The magnitude of two million potential victims with adverse effects from HDs suggests that we should examine the resurgence of pneumonia in Korea from impairing cell-mediated immunity. Reactive oxygen species (ROS) generation, decreased T-cell and pro-inflammatory cytokine release from macrophage could be key events (KEs) between the exposure to HDs and diseases. ROS generation, decreased T- cell and pro-inflammatory cytokine release from macrophage could raise the possibilities of causing interstitial fibrosis and many other diseases such as pneumonia, asthma, allergic rhinitis, allergic dermatitis, cerebrovascular disease, cardiovascular disease, diabetes, fetal death, premature baby, autoimmune disease, hepatic toxicity, renal toxicity, cancer, and so on. These diseases should be called hereafter as HDs diseases, because only HDs lung injury did not exist.

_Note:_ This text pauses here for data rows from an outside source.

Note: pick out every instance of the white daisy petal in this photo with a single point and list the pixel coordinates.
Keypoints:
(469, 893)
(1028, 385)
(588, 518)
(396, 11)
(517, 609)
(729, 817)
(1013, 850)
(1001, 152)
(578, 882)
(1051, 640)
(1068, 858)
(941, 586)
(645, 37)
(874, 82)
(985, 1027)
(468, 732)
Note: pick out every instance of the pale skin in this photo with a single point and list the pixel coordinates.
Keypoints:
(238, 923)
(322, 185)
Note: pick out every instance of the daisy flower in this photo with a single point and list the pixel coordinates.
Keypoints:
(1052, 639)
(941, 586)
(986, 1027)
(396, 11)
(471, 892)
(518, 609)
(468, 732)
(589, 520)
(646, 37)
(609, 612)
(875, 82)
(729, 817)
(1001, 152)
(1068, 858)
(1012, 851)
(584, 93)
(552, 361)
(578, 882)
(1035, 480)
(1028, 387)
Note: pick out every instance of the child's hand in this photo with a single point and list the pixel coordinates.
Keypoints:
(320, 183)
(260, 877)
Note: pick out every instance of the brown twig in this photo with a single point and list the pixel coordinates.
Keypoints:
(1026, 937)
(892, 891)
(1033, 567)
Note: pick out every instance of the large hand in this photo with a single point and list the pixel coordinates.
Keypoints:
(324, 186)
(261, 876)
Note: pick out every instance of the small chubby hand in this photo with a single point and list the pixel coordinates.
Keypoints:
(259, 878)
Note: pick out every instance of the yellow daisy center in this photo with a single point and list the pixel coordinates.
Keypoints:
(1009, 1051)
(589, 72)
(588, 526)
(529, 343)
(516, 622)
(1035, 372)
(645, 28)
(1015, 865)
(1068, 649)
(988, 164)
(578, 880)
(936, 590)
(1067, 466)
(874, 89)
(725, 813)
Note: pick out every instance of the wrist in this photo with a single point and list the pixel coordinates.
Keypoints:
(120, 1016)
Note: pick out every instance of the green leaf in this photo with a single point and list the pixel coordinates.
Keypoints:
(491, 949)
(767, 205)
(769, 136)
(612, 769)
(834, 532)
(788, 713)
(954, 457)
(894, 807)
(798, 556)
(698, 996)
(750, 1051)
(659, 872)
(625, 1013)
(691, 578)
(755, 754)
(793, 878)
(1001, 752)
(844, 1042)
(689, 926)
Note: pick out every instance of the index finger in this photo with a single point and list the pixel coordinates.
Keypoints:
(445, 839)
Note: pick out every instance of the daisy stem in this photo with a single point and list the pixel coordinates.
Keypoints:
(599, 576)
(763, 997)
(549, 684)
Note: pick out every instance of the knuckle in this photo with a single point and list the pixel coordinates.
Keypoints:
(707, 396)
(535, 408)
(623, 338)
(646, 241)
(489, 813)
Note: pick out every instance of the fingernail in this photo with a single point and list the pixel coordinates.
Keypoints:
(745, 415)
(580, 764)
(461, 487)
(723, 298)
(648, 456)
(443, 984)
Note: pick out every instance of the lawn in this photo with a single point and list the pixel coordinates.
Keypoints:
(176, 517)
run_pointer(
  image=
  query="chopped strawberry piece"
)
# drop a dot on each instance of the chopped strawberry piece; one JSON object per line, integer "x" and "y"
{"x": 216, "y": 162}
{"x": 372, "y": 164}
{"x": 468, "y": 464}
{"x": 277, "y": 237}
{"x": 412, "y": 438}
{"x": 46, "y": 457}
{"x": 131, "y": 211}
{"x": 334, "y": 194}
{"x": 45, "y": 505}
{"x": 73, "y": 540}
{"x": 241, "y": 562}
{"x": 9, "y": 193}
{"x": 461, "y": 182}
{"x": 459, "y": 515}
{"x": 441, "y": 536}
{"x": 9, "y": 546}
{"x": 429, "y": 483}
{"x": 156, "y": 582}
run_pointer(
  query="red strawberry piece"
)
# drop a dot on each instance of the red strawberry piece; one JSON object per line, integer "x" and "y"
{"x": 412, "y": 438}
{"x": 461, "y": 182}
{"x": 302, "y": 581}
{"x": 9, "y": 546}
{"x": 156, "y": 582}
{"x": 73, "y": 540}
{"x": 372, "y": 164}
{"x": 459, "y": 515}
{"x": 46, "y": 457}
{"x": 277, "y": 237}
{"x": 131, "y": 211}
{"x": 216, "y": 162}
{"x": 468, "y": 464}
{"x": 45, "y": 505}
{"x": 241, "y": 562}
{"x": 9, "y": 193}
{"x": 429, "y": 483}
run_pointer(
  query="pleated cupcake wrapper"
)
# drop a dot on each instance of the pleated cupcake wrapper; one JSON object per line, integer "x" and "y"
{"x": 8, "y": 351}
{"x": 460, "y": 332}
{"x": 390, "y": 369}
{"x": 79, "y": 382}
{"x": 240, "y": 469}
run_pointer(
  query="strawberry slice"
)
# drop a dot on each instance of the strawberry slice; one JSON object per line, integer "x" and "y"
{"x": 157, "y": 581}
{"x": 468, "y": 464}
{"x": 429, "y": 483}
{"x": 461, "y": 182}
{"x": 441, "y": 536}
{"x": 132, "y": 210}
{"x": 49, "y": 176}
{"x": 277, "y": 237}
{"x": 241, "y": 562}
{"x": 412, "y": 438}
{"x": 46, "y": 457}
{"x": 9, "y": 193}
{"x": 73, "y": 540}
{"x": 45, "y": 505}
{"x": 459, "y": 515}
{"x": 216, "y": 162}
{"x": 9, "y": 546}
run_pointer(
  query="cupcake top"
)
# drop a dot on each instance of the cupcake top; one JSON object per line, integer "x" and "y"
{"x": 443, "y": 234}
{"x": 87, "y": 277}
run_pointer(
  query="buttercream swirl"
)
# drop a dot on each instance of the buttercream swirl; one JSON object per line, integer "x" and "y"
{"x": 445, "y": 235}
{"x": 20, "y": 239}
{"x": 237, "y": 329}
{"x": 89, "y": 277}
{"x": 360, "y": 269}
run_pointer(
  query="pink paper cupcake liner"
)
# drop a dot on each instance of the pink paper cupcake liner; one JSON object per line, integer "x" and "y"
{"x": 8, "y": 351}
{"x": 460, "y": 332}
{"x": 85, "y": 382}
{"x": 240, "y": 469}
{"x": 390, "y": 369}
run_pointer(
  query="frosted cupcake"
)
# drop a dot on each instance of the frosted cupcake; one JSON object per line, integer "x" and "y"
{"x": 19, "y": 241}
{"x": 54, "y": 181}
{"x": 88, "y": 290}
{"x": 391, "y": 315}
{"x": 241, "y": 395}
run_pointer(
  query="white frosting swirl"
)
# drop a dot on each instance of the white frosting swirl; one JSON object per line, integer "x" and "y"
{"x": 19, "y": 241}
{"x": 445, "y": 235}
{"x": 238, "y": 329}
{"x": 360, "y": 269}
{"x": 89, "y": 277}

VALIDATION OF HYPOTHESIS AND DISCUSSION
AOPs describe a generalizable/predictable biological motif of failure that can be expected when a particular biological pathway or process is perturbed [10]. AOPs depict existing knowledge which links two anchor points, MIEs and adverse outcomes (AOs). In the case of HDs, MIEs can be causally linked to KEs such as ROS generation, decreased T-cell and pro-inflammatory cytokine release from macrophage along the AOPs. Possible AOs are interstitial fibrosis and many other diseases such as pneumonia, asthma, allergic rhinitis, allergic dermatitis, cerebrovascular disease, cardiovascular disease, diabetes, fetal death, premature baby, autoimmune disease, hepatic toxicity, renal toxicity, cancer, and so on. Next generation toxicology, such as AOP, pathway-based toxicology, toxome, can be good methods to clarify the toxicologic effect from HDs.
We can validate the real risk of the AO by epidemiologic and toxicologic study using big data such as National Health Insurance data and AOPs knowledge base. Application of these kinds of new methods can find the potential disease list from the exposure to HD.
CONCLUSION
Next generation toxicology, such as AOP, pathway-based toxicology, toxome, can be good methods to clarify the toxicologic effect from HDs.
Notes
The authors have no conflicts of interest associated with the material presented in this paper.